Honigbiene gegen roter Drache

FTR fordert die Unterstützung regionaler Netzwerke

Gut. Eineinhalb Jahre sind eine lange Zeit, wenn man mit eingeschränkten Grundrechten leben muss, sie sind aber auch nur ein Wimpernschlag in der Zeitrechnung eines kollektiven Gedächtnisses. Wie konnten wir dann so schnell vergessen, wie wir in der Anfangszeit der Pandemie die Pflegekräfte beklatscht, Busfahrer* und Kassierer*innen gedankt und uns geschworen haben, globale Abhängigkeiten und Lieferketten zu beenden und die lokale Wirtschaft zu unterstützen und zu fördern. Erste kleine und mittelständische Unternehmen, die zum Wohle der Gesellschaft ihre Produktionen auf Desinfektionsmittel und Masken umstellten oder erweiterten, sich um Zertifizierungen bemühten und regionale Materialien verwendeten, erfuhren damals noch unseren Respekt, ein positives Echo in den Medien und sollten entsprechende Förderungen von Bund und Ländern erhalten. Doch wo stehen sie heute, nur eineinhalb Jahre danach?

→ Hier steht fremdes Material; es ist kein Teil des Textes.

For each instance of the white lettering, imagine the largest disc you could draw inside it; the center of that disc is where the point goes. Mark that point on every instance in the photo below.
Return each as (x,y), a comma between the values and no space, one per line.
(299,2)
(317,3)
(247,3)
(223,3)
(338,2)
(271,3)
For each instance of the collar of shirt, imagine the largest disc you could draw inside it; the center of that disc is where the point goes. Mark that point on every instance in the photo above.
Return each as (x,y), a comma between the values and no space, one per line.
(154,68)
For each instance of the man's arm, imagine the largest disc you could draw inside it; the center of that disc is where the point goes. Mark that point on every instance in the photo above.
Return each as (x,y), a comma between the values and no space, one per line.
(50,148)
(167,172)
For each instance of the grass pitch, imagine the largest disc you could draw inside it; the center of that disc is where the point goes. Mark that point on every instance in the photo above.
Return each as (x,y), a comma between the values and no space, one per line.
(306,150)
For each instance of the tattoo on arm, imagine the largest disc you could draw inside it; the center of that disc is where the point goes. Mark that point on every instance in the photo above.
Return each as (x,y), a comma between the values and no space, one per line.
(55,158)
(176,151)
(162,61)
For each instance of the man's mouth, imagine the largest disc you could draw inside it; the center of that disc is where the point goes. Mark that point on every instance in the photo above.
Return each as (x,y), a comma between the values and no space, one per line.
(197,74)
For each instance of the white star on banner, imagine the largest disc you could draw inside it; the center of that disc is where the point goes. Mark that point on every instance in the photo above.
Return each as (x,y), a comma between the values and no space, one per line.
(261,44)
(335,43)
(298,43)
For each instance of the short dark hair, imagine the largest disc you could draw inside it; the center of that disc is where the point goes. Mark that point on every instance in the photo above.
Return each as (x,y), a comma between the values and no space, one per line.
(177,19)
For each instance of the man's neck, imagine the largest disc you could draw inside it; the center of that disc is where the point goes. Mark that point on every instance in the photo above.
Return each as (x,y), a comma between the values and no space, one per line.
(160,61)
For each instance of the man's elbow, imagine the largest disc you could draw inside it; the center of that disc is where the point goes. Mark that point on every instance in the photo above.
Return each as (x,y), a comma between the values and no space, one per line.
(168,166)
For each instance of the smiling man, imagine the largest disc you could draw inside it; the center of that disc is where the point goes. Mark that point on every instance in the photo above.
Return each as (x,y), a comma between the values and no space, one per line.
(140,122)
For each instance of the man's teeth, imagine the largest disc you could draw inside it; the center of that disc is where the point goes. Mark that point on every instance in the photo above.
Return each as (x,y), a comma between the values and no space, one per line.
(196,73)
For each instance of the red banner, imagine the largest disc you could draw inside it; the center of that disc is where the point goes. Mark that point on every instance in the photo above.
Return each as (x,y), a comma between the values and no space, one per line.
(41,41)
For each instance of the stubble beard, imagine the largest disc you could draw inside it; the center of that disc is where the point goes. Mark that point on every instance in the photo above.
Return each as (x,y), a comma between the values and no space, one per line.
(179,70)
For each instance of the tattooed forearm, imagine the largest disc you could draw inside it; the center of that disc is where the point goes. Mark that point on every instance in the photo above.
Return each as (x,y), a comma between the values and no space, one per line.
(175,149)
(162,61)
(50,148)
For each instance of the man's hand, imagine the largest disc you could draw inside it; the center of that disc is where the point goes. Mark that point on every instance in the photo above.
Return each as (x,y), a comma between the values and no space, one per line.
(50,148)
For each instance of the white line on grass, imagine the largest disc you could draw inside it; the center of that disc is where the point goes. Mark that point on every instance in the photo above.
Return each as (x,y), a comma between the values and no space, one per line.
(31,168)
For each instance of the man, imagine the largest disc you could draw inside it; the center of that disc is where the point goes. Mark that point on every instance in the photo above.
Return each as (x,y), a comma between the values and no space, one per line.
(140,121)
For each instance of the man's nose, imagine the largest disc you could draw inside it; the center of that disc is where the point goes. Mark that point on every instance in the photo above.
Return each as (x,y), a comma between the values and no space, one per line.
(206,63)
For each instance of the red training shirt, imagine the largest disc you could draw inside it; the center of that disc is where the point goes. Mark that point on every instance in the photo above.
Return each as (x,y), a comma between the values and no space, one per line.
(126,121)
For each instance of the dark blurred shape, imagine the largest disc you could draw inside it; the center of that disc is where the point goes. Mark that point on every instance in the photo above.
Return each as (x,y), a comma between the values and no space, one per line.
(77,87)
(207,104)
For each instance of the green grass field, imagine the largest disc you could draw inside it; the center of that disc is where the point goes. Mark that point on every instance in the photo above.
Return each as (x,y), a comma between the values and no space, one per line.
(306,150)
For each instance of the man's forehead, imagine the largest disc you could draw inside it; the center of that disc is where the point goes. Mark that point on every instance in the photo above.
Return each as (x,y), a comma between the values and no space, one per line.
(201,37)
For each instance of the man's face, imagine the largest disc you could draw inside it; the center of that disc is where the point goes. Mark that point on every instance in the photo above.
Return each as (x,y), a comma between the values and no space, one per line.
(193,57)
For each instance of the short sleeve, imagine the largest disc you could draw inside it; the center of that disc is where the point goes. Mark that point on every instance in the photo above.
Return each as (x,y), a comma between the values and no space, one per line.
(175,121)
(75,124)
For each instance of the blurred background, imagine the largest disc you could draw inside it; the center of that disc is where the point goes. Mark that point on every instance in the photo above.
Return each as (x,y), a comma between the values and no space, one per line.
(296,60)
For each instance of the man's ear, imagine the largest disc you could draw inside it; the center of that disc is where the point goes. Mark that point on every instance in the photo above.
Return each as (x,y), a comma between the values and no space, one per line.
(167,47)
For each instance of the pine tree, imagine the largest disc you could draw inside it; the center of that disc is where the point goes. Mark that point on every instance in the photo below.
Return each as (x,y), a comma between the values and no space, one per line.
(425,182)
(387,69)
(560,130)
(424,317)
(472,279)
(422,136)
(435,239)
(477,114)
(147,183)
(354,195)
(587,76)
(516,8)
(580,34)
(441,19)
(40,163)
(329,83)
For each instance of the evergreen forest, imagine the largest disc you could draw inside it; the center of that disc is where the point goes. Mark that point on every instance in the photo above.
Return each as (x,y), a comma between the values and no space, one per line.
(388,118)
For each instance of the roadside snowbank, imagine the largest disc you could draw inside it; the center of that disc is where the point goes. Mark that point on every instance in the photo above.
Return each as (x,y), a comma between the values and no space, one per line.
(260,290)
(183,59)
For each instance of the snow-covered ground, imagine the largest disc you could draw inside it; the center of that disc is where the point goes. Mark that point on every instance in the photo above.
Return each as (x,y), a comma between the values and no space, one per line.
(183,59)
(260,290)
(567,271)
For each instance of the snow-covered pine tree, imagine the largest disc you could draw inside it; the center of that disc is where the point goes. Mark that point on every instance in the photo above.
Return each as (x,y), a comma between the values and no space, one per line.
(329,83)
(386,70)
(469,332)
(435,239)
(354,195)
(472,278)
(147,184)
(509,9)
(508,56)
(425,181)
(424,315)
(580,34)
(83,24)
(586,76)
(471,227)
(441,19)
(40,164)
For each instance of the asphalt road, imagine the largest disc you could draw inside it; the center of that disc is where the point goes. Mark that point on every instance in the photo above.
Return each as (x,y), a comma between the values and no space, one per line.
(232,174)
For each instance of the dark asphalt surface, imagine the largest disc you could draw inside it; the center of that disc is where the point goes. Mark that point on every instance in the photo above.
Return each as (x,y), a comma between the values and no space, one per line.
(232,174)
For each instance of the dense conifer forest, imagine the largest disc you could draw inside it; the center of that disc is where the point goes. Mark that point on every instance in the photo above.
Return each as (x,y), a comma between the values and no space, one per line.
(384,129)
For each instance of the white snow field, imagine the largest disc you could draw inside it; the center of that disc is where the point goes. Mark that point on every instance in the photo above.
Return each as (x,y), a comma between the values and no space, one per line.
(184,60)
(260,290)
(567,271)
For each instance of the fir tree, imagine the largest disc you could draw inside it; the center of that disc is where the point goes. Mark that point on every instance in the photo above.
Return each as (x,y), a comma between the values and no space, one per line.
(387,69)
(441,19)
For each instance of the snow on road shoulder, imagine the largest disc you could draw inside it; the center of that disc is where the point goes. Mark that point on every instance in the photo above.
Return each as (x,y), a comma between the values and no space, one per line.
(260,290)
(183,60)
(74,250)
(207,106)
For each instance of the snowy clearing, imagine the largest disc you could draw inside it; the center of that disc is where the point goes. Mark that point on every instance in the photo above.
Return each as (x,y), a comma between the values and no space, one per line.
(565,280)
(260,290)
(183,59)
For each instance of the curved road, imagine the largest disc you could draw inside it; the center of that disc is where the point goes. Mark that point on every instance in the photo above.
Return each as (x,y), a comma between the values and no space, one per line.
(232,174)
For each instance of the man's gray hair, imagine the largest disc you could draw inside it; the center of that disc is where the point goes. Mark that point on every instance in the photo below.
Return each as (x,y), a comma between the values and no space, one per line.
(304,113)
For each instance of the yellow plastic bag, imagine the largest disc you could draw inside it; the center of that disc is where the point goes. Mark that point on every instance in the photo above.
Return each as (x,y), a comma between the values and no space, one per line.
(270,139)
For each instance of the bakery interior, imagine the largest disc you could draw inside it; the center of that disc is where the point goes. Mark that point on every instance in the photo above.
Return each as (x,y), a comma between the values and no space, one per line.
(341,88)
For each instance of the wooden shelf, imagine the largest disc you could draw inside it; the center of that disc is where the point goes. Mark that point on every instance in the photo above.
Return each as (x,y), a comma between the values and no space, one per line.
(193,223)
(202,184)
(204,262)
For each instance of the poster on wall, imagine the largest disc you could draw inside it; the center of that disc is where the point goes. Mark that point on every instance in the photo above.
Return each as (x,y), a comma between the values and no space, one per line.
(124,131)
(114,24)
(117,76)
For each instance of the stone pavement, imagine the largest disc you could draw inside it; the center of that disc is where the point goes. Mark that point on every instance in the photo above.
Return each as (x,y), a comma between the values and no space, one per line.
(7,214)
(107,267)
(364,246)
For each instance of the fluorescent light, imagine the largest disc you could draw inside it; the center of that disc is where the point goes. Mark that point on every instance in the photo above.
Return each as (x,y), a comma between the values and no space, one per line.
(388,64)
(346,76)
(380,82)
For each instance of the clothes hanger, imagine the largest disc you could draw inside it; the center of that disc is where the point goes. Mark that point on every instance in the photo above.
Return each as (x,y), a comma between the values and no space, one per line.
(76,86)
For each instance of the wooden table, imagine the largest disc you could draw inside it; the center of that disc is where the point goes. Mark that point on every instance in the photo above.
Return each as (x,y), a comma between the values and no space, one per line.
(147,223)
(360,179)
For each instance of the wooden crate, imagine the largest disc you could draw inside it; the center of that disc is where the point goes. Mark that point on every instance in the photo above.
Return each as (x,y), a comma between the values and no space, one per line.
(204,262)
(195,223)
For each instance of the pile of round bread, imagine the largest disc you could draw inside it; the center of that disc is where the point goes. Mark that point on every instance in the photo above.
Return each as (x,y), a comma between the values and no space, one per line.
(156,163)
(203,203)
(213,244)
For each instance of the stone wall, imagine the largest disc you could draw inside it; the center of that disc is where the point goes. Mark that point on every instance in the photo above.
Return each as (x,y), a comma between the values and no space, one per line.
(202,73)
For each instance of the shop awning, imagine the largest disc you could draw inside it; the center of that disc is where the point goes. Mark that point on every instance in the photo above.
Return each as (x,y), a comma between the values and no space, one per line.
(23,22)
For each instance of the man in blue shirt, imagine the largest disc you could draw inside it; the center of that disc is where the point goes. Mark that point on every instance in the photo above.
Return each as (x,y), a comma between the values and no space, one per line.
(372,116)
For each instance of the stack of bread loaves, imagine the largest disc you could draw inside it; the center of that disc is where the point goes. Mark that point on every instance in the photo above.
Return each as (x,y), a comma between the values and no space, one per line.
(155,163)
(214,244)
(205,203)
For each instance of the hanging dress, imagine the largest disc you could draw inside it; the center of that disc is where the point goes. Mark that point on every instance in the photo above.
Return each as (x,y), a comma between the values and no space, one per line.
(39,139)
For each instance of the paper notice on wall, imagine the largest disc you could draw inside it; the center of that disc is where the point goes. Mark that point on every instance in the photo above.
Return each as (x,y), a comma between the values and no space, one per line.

Sie bleiben sitzen auf ihrer Produktion, ihren Produktionsstätten und ihren Investitionen, müssen ihre Mitarbeiter in Kurzarbeit schicken, bleiben zurück im Preiskampf der Supermärkte, der Pflege- und Krankenhäuser, die nach wie vor die Quantität chinesischer Märkte vor die Qualität regionaler Produkte stellen.  Doch damit nicht genug, trotz anteiliger Förderung des Maschinenzukaufs, der an längerfristige Betriebsverpflichtungen gebunden war, erfahren sie nicht einmal bei Ausschreibungen des Bundes und der Länder eine entsprechende Berücksichtigung. So ein Artikel aus dem Oberbayerischen Volksblatt von Anfang Mai unter dem Titel „Es geht um Leben, nicht um Cents“, verfasst von Sylvia Hampel, in dem sich der Riederinger FFP2-Masken-Produzent Klaus Unterseer über den Staat ärgert und die Welt nicht mehr versteht. Und er ist sicherlich kein Einzelfall.

Wo sind sie geblieben, die Klatscher, die Bedanker und die Förderer? Nachhaltiges Wirtschaften in einer Postwachstumsgesellschaft, die Qualität vor Quantität stellt, wird nur in regionalen Netzwerken möglich sein. Sie erfordert ein ganzheitliches Denken bei allen im Wertschöpfungskreislauf Beteiligten und nicht allein Offenheit und Flexibilität bei jenen KMUs, die dies bereits begriffen haben. Ein Arbeiten in regionalen Netzwerken verhindert die Abhängigkeit von globale Lieferketten und politischen Systemen, schafft Arbeitsplätze und stärkt die Wertschöpfung im eigenen Land und sie entlastet last but not least auch unser Klima. Haben wir noch immer nicht verstanden wie eng Wirtschaft, Klima und Gesundheit miteinander verflochten sind?

Epidemien und Pandemien bedeuteten in der Menschheitsgeschichte immer einen Bruch bekannter Entwicklungslinien. Verstehen wir immer noch nicht, dass wir unsere übergeordnete Aufgabe nur bewältigen können, wenn wir wahrnehmen, dass wir uns von der Wachstumsgesellschaft zur Postwachstumsgesellschaft entwickeln? Verstehen wir immer noch nicht, dass wir unsere globale Wirtschaft, die Abhängigkeiten von Ressourcen- und Zulieferketten, von politischen Systemen und bewährten Weltordnungen überdenken müssen? Verstehen wir immer noch nicht, dass wir eine Kultur des Schrumpfens entwickeln müssen? Wir sollten es verstehen lernen, um dann auch vielleicht die Pandemie sogar als Chance zu betrachten, jetzt den erforderlichen Strukturwandel zu initiieren. Ein Strukturwandel, der zugleich einen Wertewandel bedeutet. Eine Aufgabe, die nur gesamtgesellschaftlich bewältigt werden kann.

FTR fordert uns alle zum Umdenken auf.